Проза Владимира Шарова политична. Для него принципиально важно понять духовную сущность власти, осмыслить образ эпохи, объяснить происходящие изменения национального характера. Современность – это слишком ограниченное, слишком плоское пространство. Современность всегда банальна. Да и, собственно, что такое современность? — возможно ли существование современности, если человек так прочно укоренен в прошлом своего рода и своей страны.

В романах «Воскрешение Лазаря» и «След в след» предпринимается попытка осмысления менталитета советского человека, изучения его духовного мира в контексте всех прошлых и будущих исторических трансформаций. Для Владимира Шарова советский человек – это глубоко противоречивая, сложная натура, мало напоминающая «официальный» образ советского гражданина. В основе своей это тот же самый «дореволюционный» русский человек, православный христианин, который подвергся новым испытаниям и соблазнам. Нередко герои романов Шарова напоминают шукшинских «чудиков», несмотря на то, что персонажи Шарова одержимы более философичными идеями, по сравнению с «деревенскими» героями Шукшина они выглядят прямо-таки сюрреалистично. Моня Квасов, изобретающий «вечный двигатель», из рассказа «Упорный» вполне мог бы, например, замыслить просветительское путешествие от Москвы до Владивостока, подобно Николаю Кульбарсову из «Воскресения Лазаря». Хохла Василия, из романа «След в след», в сорок лет записали на курсы марксизма-ленинизма, где он столь истово увлекся учением, что самозабвенно начал вырезать на рисовом зерне ленинские тексты: Василий — герой несомненно шукшинского типа.   Герои Шарова по-своему пытаются изобрести «вечный двигатель», которым в «Воскрешении Лазаря» становится идея физического воскрешения умерших отцов. Они, как правило, «с приветом», «замечательные чудаки и оригиналы».

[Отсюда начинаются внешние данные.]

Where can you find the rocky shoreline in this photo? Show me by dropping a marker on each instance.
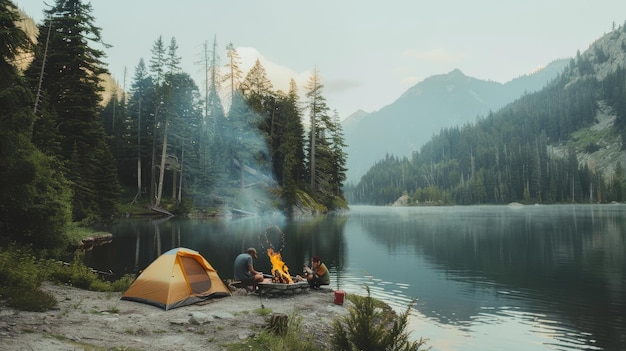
(87, 320)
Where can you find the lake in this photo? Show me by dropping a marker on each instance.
(481, 277)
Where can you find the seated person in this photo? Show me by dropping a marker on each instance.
(318, 274)
(244, 270)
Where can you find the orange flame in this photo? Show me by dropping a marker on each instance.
(280, 271)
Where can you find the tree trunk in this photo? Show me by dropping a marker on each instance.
(162, 170)
(279, 323)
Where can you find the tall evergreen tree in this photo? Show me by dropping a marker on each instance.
(71, 93)
(318, 114)
(34, 195)
(234, 74)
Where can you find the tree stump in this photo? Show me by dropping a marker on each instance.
(279, 323)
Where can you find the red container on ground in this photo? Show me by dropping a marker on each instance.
(339, 295)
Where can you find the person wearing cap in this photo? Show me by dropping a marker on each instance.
(244, 270)
(318, 274)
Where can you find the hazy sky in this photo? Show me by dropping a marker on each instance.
(367, 52)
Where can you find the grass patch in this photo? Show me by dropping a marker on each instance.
(294, 339)
(21, 276)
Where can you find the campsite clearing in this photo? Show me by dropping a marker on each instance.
(87, 320)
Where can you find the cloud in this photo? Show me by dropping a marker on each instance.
(436, 55)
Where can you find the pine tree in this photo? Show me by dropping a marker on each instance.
(71, 93)
(318, 113)
(234, 74)
(34, 196)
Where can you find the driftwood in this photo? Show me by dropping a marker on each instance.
(279, 323)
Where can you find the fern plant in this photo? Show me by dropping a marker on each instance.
(373, 326)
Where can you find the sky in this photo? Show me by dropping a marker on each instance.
(367, 53)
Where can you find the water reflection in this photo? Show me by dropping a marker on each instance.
(486, 277)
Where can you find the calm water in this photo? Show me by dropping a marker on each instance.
(484, 278)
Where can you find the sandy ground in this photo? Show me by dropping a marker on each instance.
(87, 320)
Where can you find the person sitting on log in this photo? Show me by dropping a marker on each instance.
(318, 274)
(244, 270)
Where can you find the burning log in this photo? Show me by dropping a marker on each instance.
(280, 271)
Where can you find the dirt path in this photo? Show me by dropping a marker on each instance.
(87, 320)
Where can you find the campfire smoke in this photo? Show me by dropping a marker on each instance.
(280, 271)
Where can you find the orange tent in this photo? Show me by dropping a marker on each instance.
(177, 278)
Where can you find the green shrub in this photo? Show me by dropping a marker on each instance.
(34, 300)
(292, 340)
(20, 269)
(368, 327)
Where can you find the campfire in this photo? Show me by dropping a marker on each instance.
(280, 271)
(280, 283)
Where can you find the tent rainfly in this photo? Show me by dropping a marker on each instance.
(177, 278)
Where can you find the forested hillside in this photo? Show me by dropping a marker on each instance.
(563, 144)
(68, 155)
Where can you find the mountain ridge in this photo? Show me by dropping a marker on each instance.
(439, 101)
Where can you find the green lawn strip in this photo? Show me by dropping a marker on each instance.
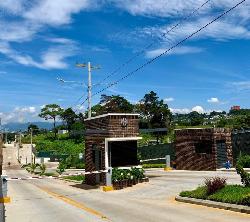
(233, 194)
(198, 193)
(153, 165)
(50, 174)
(78, 178)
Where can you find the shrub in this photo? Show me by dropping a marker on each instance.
(246, 200)
(32, 168)
(242, 162)
(61, 168)
(79, 178)
(199, 193)
(49, 174)
(42, 168)
(214, 184)
(154, 165)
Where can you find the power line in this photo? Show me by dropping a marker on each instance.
(152, 43)
(168, 50)
(147, 47)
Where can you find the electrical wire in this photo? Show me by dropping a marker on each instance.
(152, 43)
(167, 51)
(147, 47)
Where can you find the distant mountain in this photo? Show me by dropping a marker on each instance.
(24, 126)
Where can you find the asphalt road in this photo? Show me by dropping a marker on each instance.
(55, 200)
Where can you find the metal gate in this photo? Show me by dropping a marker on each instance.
(221, 153)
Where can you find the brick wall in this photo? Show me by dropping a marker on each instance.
(1, 154)
(186, 156)
(97, 129)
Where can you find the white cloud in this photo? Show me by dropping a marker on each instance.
(30, 109)
(174, 8)
(34, 17)
(53, 58)
(177, 51)
(56, 12)
(213, 100)
(180, 111)
(159, 8)
(12, 6)
(61, 40)
(169, 99)
(233, 26)
(240, 86)
(198, 109)
(20, 114)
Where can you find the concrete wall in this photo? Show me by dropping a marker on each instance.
(99, 128)
(186, 156)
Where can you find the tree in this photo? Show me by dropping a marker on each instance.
(35, 129)
(112, 104)
(70, 117)
(195, 118)
(51, 111)
(154, 111)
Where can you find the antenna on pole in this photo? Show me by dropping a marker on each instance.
(90, 68)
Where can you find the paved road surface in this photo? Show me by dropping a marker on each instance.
(54, 200)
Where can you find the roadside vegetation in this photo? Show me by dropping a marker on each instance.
(216, 188)
(77, 178)
(154, 113)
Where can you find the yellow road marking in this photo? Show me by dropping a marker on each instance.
(73, 203)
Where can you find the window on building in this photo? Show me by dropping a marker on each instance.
(204, 146)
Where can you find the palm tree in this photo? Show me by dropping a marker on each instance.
(32, 168)
(42, 168)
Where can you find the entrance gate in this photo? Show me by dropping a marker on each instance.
(221, 153)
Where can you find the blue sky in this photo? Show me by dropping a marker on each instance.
(42, 40)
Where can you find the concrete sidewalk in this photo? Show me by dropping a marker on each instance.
(2, 212)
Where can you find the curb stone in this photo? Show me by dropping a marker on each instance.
(214, 204)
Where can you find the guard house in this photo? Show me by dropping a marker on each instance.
(203, 149)
(111, 141)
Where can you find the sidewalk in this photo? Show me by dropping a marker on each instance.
(2, 212)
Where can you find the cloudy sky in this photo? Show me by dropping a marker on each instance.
(42, 40)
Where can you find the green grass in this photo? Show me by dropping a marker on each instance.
(79, 178)
(50, 174)
(235, 194)
(199, 193)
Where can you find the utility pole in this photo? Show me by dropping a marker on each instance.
(19, 146)
(31, 143)
(90, 68)
(6, 137)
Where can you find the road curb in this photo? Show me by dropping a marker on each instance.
(214, 204)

Русский человек в XX веке не потерял свою идентичность, поэтому в прозе Шарова раскрытие образа советского человека происходит через обращение к извечному вопросу о сущности русского характера. Многие герои романов Шарова, подобно Николаю Кульбарсову, искренне верят, что «наша Советская родина без скидок – натуральный всамделишный рай…Пусть мы через одного голы и босы, зато счастливы, да и Адам был гол»[5].   Русский характер в основе своей неизменен, просто разные времена выявляют разные его стороны. Символично, что и Сергей Крейцвальд («След в след»), и ученики профессора-теолога Серегина («Воскрешение Лазаря») приходят к православной вере, находясь в лагере, то есть именно в заключении эти люди обретают не только новый смысл жизни, но и утраченную, казалось бы, веру своих отцов и дедов. Николай Кульбарсов радуется всему, что делают пришедшие к власти большевики, потому что происходящее на его глазах – «это как раз то, что нужно, чтобы Господь пришел на землю и спас Свой народ»[6], то есть спас Богоизбранный русский народ. Только эти революционные события, невольно рождающие апокалиптические переживания и предчувствия (где революция – там бесы), способны приблизить час пришествия Господа на землю. Выходит, что именно большевики, которые захватили власть как богоборческая партия, в конечном счете приведут русский народ, поддавшийся соблазну, дьявольскому искусу революции,   к Богу. «Из Назарета может ли быть что доброе?» — воскликнул Нафанаил, впоследствии один из двенадцати апостолов, когда впервые услышал о Спасителе. Так и власть, от которой, казалось бы, невозможно ждать ничего доброго, способна привести народ к Господу. Путь отпавшего от церкви народа в родной дом свой, в лоно православия, пролегал через большевизм. В основе сюжета «Репетиций» — та же идея возможности ускорить второе пришествие, повторить в России историю Господних Страстей, призывая Христа на землю.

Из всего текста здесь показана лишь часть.